Mère épuisée est un livre que j’ai offert et que je vais continuer à offrir. Parce que sa lecture peut aider, comme elle m’a aidée à la naissance de mon troisième enfant. Aider une maman qui se sent débordée par les « mini-tyrans » qu’elle tente d’élever, aider quand une maman sent qu’elle va sombrer car elle n’a plus le courage de se lever le matin, plus le courage d’affronter une nouvelle journée seule avec ses petits, aider un papa à comprendre ce que sa femme ressent dans cette situation.. Aider aussi, et surtout, parce que ce livre a été l’un des premiers à aborder ce sujet et à montrer que l’on peut arriver à sortir des cris, des tapes et de ce que l’on appelle l’épuisement maternel. Cette lecture peut tellement être, à mon avis, salutaire que Mère épuisée fut d’ailleurs l’un des premiers ouvrages que j’ai présentés sur ce blog, comme vous pouvez le relire ici.

A l’occasion de cette conférence, Stéphanie Allenou a accepté de répondre à une longue interview pour La Turbulette.

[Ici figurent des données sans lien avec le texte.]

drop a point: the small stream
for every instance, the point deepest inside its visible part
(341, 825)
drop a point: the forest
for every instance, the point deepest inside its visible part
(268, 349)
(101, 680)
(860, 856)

Epuisement maternel bien sûr, prévention mais aussi, vous me connaissez, parcours professionnel, équilibre vie pro-vie perso, autant de sujets que j’ai vraiment eu plaisir à évoquer avec Stéphanie et que je suis heureuse de vous faire découvrir aujourd’hui!

Bonne lecture!

Stéphanie, vous êtes l’auteur d’un des livres qui m’a le plus remonté le moral « Mère épuisée ». Pouvez-vous, en quelques mots, nous dire qui vous êtes?

Je m’appelle Stéphanie Biard, Allenou est mon nom de jeune fille, j’ai 40 ans, j’habite Nantes et je suis l’heureuse maman de 4 enfants: une fille qui va avoir 12 ans, des jumeaux qui ont dix ans aujourd’hui et un petit garçon de 18 mois.

J’ai d’abord été éducatrice spécialisée, puis après la naissance de mes jumeaux, je me suis réorientée professionnellement.

Actuellement, je suis en congé parental à 80%, tout en ayant plusieurs activités. Je suis, tout d’abord, salariée 10 heures par semaine à l’Ilot familles, l’association de soutien à la parentalité que j’ai créée. Je suis également vacataire dans une mairie en tant qu’accueillante dans un lieu d’accueil enfants-parents (LAEP). Je suis aussi à la tête de Tribuletsens qui commercialise des triporteurs, c’est à dire des vélos à 3 roues. C’est l’activité dont je m’occupe le moins actuellement, par manque de temps. Et à tout cela, s’ajoutent aussi les conférences que je donne sur le thème de l’épuisement maternel. Bref… je suis multi-casquettes!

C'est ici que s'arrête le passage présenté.